BUS 308 Week 3 Lecture 3
This lecture focuses on the Chi Square, how to set-up the data tables and how to conduct the Chi Square tests on distributions. All the chi square related functions are found in the fx or Formulas list. None of these are found in the Data Analysis tab.
The chi square test compares the actual or observed count distribution across groups (such as how many in each grade) against an expected distribution. We will see that different ways exist to define what this expected distribution is.
Chi Square Tests
With the Chi Square tests, we are going to move from looking at population parameters, such as means and standard deviations, and move to looking at patterns or distributions. Generally, when looking at distributions and patterns we will create groups within our variable of interest. For example, the variable grades is already divided into 6 groups. The Compa-ratio range could be divided into quartiles (4 groups); etc. Most variables can be subdivided this way.

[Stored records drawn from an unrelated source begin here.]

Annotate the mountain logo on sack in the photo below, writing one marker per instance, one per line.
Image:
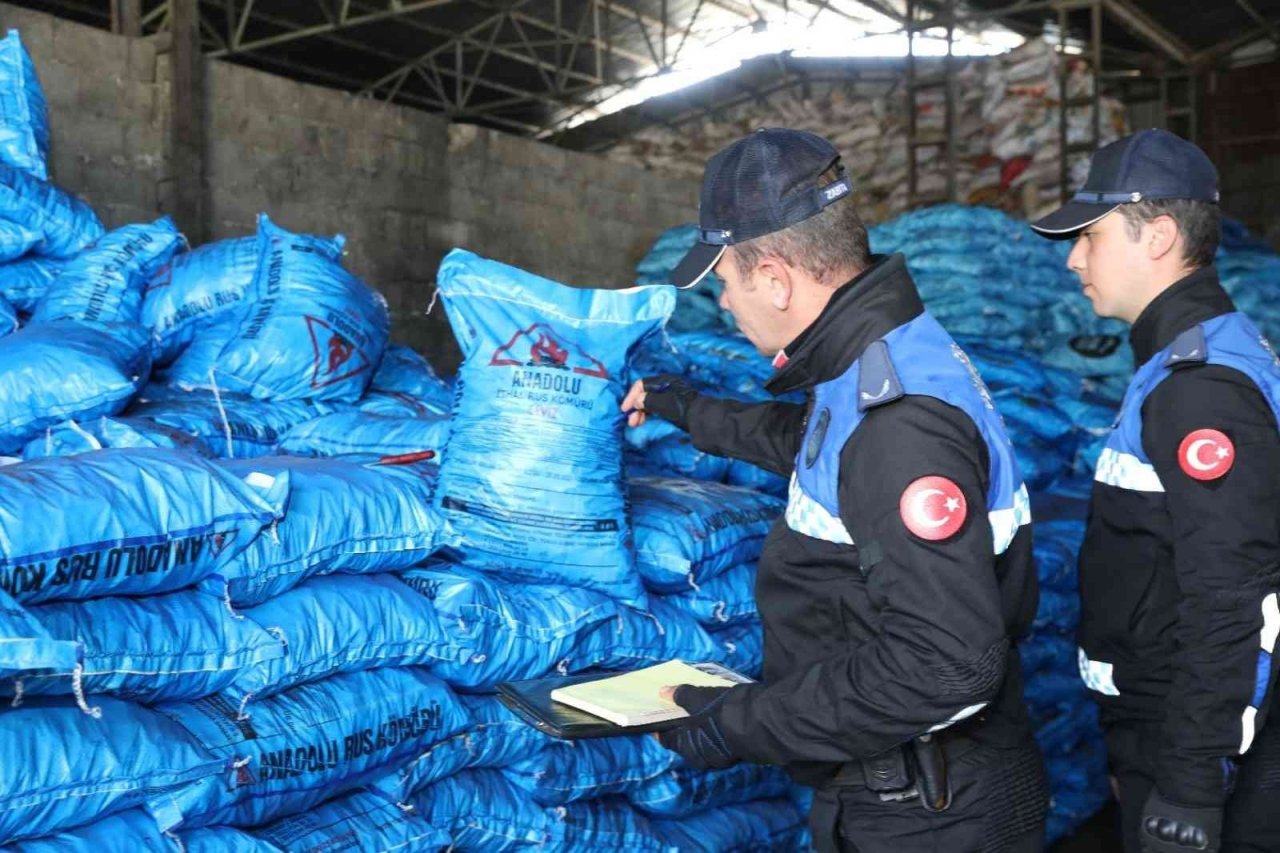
(545, 349)
(336, 357)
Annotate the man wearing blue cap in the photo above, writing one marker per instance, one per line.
(1180, 564)
(895, 588)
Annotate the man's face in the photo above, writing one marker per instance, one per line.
(750, 301)
(1112, 267)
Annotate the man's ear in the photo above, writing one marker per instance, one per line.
(776, 277)
(1161, 236)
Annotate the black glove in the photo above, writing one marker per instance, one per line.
(1169, 828)
(699, 740)
(670, 396)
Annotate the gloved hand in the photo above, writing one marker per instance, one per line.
(667, 396)
(699, 740)
(1169, 828)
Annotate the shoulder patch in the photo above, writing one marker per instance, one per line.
(1188, 347)
(1206, 455)
(877, 379)
(933, 507)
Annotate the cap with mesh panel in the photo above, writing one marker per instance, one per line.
(759, 185)
(1142, 167)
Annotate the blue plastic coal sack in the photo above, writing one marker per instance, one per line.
(357, 430)
(312, 742)
(127, 831)
(26, 281)
(533, 484)
(63, 767)
(760, 825)
(634, 639)
(342, 624)
(26, 646)
(231, 425)
(65, 224)
(309, 329)
(100, 433)
(65, 370)
(104, 283)
(23, 110)
(512, 630)
(485, 812)
(159, 648)
(405, 372)
(8, 318)
(725, 600)
(16, 240)
(343, 516)
(571, 770)
(741, 647)
(688, 532)
(682, 790)
(193, 290)
(361, 821)
(126, 523)
(494, 738)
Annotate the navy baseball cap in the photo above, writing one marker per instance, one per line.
(1142, 167)
(762, 183)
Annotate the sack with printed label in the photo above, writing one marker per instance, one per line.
(682, 790)
(494, 738)
(512, 630)
(193, 290)
(104, 283)
(725, 600)
(360, 432)
(65, 224)
(360, 822)
(65, 370)
(231, 425)
(570, 770)
(23, 110)
(533, 484)
(760, 825)
(484, 812)
(342, 624)
(26, 646)
(60, 767)
(307, 329)
(632, 641)
(343, 516)
(314, 742)
(26, 281)
(100, 433)
(405, 372)
(126, 523)
(159, 648)
(688, 533)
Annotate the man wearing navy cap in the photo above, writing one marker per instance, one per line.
(895, 588)
(1180, 564)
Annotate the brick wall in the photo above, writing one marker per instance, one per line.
(402, 185)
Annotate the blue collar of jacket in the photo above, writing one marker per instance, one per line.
(865, 309)
(1193, 299)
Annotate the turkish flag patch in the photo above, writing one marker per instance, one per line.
(933, 509)
(1206, 455)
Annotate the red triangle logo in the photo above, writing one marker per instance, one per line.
(336, 357)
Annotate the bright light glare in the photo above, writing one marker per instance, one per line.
(828, 36)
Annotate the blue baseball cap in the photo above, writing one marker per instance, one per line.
(1142, 167)
(762, 183)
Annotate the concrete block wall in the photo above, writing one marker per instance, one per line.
(402, 185)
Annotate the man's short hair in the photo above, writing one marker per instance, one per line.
(1198, 222)
(831, 241)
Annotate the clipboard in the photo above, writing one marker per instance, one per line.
(531, 701)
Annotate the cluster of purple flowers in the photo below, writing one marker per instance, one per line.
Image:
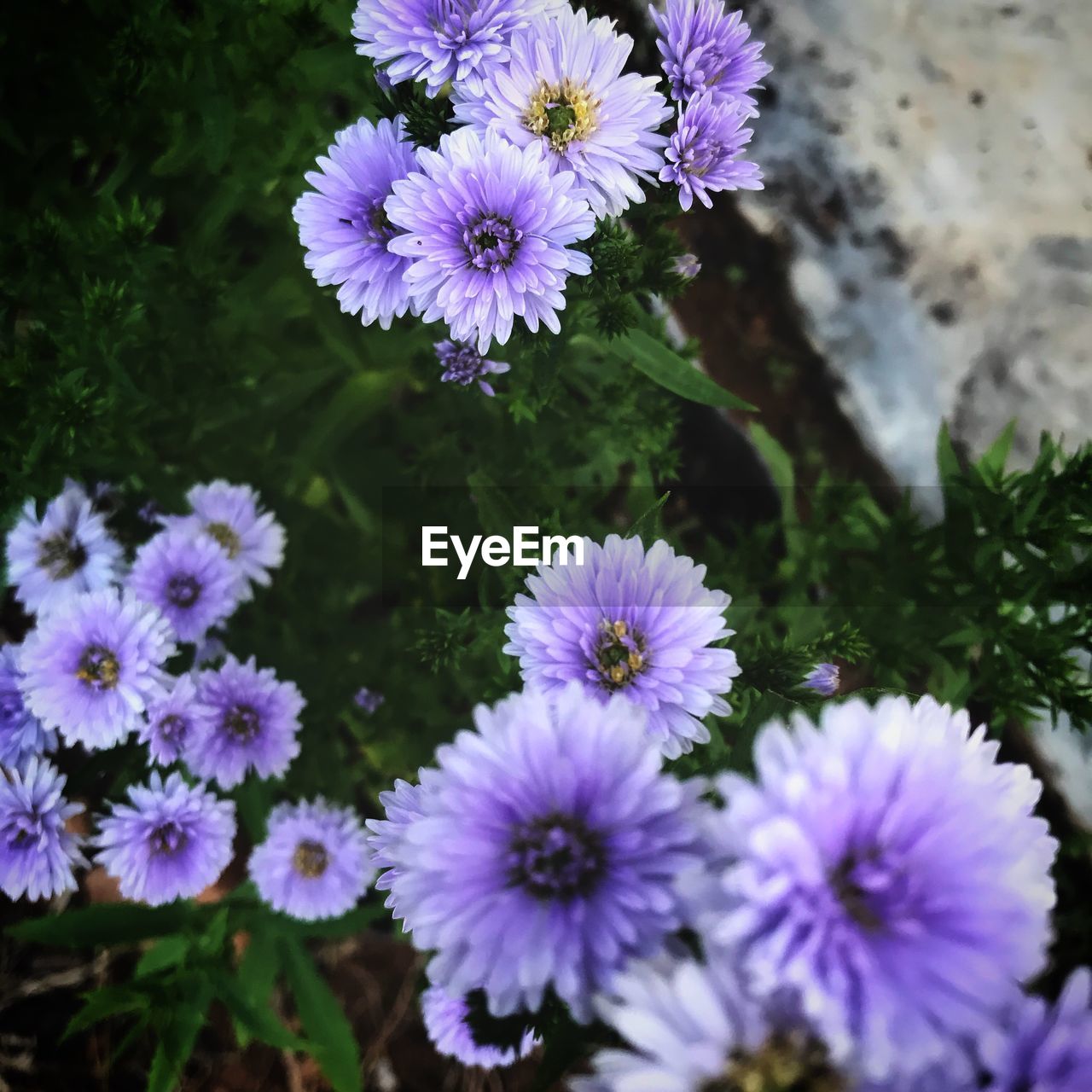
(552, 136)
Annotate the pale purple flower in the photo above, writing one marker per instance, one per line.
(22, 734)
(464, 363)
(168, 730)
(451, 1033)
(441, 41)
(344, 226)
(634, 623)
(234, 517)
(92, 666)
(189, 577)
(822, 678)
(38, 854)
(245, 720)
(1041, 1048)
(705, 150)
(706, 49)
(564, 92)
(488, 230)
(315, 861)
(890, 874)
(171, 839)
(544, 854)
(67, 552)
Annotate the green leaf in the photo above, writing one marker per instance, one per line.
(323, 1020)
(106, 924)
(666, 367)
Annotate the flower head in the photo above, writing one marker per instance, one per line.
(705, 150)
(544, 852)
(632, 623)
(38, 854)
(488, 230)
(189, 577)
(440, 41)
(234, 517)
(344, 226)
(92, 666)
(562, 90)
(245, 720)
(889, 873)
(171, 842)
(22, 734)
(706, 49)
(464, 363)
(168, 730)
(67, 552)
(450, 1026)
(1042, 1048)
(315, 861)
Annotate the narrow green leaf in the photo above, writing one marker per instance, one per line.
(667, 369)
(324, 1024)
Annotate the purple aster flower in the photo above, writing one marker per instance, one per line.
(170, 729)
(450, 1032)
(892, 874)
(562, 90)
(369, 700)
(245, 720)
(488, 230)
(38, 854)
(703, 154)
(234, 517)
(171, 842)
(1040, 1048)
(189, 577)
(464, 363)
(92, 666)
(315, 861)
(22, 734)
(440, 41)
(706, 48)
(344, 226)
(545, 852)
(822, 678)
(631, 623)
(67, 552)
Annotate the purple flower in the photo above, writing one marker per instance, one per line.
(234, 517)
(630, 623)
(68, 552)
(822, 678)
(22, 735)
(562, 90)
(545, 852)
(1042, 1048)
(189, 577)
(92, 666)
(488, 230)
(369, 700)
(890, 874)
(38, 854)
(245, 720)
(445, 1021)
(437, 41)
(464, 363)
(344, 226)
(705, 48)
(171, 842)
(170, 729)
(703, 154)
(315, 861)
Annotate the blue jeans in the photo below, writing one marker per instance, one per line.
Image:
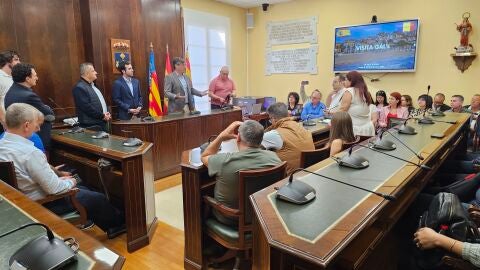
(98, 208)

The Chi Square distribution then examines the differences between what we see (actual counts per group) and what we expect in each group. Once we have these two counts, the actual calculation of the Chi Square statistic is:
∑ (Observed count – Expected count)^2/(Expected count).
This is simply the sum (∑) of the squared differences between what we saw and what we expected) divided by our expected count. The expected values are obviously critical to outcomes with this test, and they can be developed in several different ways if they are not already known. These approaches depend upon the complexity of the situation and will be discussed below.
First, we will determine if the compa-ratios are evenly distributed in the quartiles; in theory, a compa-ratio generally ranges from .8 to 1.2; this range is the most typical found in companies. A second example will be closer to the question asked in the assignment. We will look at if the males and females are distributed in a pyramid shape – most in the lower grades, and fewer and fewer in the higher grades – typical of a hierarchical company pyramid shape.
Both of these tests will use counts (how many) rather than the measurements (how much) we have been using to date.
The Chi Square tests use the difference between an actual distribution/counts and an expected distribution to reach decisions on the similarity or difference in patterns. One of the simplest examples of when to use this test is in testing the “fairness” of a single 6-sided die (half of a pair of dice). Over the long run, if we tossed it a “lot of times” we would expect to see each of the 6 numbered faces show up the same number of times. Of course, over a somewhat smaller number of tosses, say 60, we would not expect to see exactly the same number for each face, but would expect the counts to be close. Comparing the actual counts of how many times each face number showed with the expected count of 10 (which equals the number of tosses in out sample of 60 divided by the number of possible outcomes or groups which equal 6) for each face, would give us our answer on whether the die was fair or biased.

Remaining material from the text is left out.